Bild: Wollen keine Nazis in der Stadt: Braunschweiger Gegendemonstrant:innen
Hamburg taz | Die Aussage von Martin Kiese ist eindeutig. „Judenpresse (…)
Feuer und Benzin für euch“, sagte der stellvertretende Kreisvorsitzende der
neonazistischen Partei „Die Rechte“ Braunschweig / Hildesheim bei einem
Aufmarsch in Braunschweig zu anwesenden Journalisten. Eine Drohung, die die
Staatsanwaltschaft Braunschweig im Februar aber nicht als eine solche
bewertete.
Am Dienstag nun ordnete die Generalstaatsanwaltschaft Braunschweig weitere
Ermittlungen gegen das Mitglied der rechtsextremen Kleinstpartei an. Die
Staatsanwaltschaft muss nun „wegen Verdachts der Volksverhetzung und
Beleidigung“ wieder ermitteln. Die Generalstaatsanwaltschaft hat damit die
erste Entscheidung aufgehoben und „mehreren Beschwerden stattgegeben“,
heißt es in einer Pressemitteilung.
Am 15. November vergangenen Jahres hatte Kiese bei einer Veranstaltung von
„Die Rechte“ zum Volkstrauertag die Drohung ausgesprochen und auch gleich
noch von „Judenpack“ gesprochen. [1][Ein kurzes Video des Journalisten
Moritz Siman] dokumentiert die Aktion. Keine 20 Sekunden lang ist der Clip
mit dem 51-jährigen „Urgestein“ der regionalen Szene, der schon bei der
verbotenen „Freiheitlichen Partei Deutschlands“ (FAP) aktiv war. Mit einem
Stock in der Hand läuft er über eine Wiese, die Worte sind deutlich zu
hören. Bei Twitter hatte Siman den Auftritt beim „Heldengedenken“ noch am
selben Tag veröffentlicht. Die Polizei nahm die Ermittlungen auf.

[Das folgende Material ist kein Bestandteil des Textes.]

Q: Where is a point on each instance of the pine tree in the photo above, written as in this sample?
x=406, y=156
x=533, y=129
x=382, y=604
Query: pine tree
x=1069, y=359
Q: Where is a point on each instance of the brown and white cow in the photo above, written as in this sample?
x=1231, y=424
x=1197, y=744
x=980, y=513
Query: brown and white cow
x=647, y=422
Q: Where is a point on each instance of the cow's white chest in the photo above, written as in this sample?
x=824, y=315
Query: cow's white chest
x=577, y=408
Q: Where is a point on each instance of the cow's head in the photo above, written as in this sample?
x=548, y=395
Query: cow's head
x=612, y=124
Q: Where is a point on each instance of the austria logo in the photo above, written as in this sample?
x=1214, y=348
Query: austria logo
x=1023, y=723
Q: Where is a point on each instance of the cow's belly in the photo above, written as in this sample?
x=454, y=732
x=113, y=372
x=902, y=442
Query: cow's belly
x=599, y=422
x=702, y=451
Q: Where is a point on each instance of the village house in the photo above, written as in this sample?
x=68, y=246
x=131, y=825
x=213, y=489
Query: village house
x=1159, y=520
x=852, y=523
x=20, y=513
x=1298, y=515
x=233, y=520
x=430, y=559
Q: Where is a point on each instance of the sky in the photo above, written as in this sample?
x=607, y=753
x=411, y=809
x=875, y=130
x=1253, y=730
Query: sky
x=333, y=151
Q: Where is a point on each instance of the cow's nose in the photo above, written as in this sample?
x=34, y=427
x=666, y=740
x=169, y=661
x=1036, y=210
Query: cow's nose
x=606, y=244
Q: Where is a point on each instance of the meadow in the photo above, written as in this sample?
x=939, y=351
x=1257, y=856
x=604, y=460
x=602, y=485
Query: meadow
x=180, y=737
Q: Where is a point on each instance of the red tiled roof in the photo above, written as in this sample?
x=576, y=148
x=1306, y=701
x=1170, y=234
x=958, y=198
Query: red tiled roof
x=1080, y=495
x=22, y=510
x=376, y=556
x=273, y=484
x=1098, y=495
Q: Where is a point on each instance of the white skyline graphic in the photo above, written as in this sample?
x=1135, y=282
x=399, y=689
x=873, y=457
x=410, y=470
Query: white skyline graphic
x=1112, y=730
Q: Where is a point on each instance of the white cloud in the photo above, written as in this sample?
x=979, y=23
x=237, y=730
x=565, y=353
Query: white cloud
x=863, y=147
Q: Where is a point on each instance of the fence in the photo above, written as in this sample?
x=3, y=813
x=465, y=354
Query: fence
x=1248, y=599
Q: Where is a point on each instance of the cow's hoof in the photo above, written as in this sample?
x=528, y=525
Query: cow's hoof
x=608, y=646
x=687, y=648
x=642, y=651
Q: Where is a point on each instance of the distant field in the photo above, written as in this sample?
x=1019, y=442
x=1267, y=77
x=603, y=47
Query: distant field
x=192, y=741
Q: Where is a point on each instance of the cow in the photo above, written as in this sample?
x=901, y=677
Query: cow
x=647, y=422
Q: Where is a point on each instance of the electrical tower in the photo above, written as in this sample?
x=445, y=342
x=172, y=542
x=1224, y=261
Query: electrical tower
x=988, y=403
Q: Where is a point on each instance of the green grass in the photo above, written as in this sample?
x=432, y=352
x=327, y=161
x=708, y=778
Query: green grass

Knapp drei Monate später [2][fasst der Journalist David Janzen] aus
Braunschweig bei der Staatsanwaltschaft nach und erfuhr, dass die
Ermittlungen eingestellt wurden. „Die Worte ‚Jude‘ und ‚Judenpresse‘ …
insoweit schon objektiv keine Beleidigungen – ebenso wenig wie ‚Christ‘
oder ‚Moslem‘„, erklärte ein Pressesprecher der Staatsanwaltschaft in ei…
Stellungnahme. Die „Bezeichnung ‚Pack‘“ wäre durchaus eine Beleidigung,
doch die Geschädigten hätten hierzu keinen Strafantrag gestellt, führte der
Pressesprecher aus.
## Schwelle der Strafbarkeit
Zudem habe sich die „Aussage 'Feuer und Benzin für euch“ nicht auf „einen
abgrenzbaren Teil der Bevölkerung“ bezogen, „wie dies für eine
Volksverhetzung erforderlich gewesen wäre. Pressevertreter, auf die diese
Aussage möglicherweise bezogen gewesen sei, würden keinen solchen
abgrenzbaren Bevölkerungsteil darstellen. Der Aussage fehle zudem der
erforderliche Appellcharakter, sagt der Pressesprecher und fasst zusammen,
dass „die Aussage ‚Feuer und Benzin für euch‘ (…) sicherlich grenzwert…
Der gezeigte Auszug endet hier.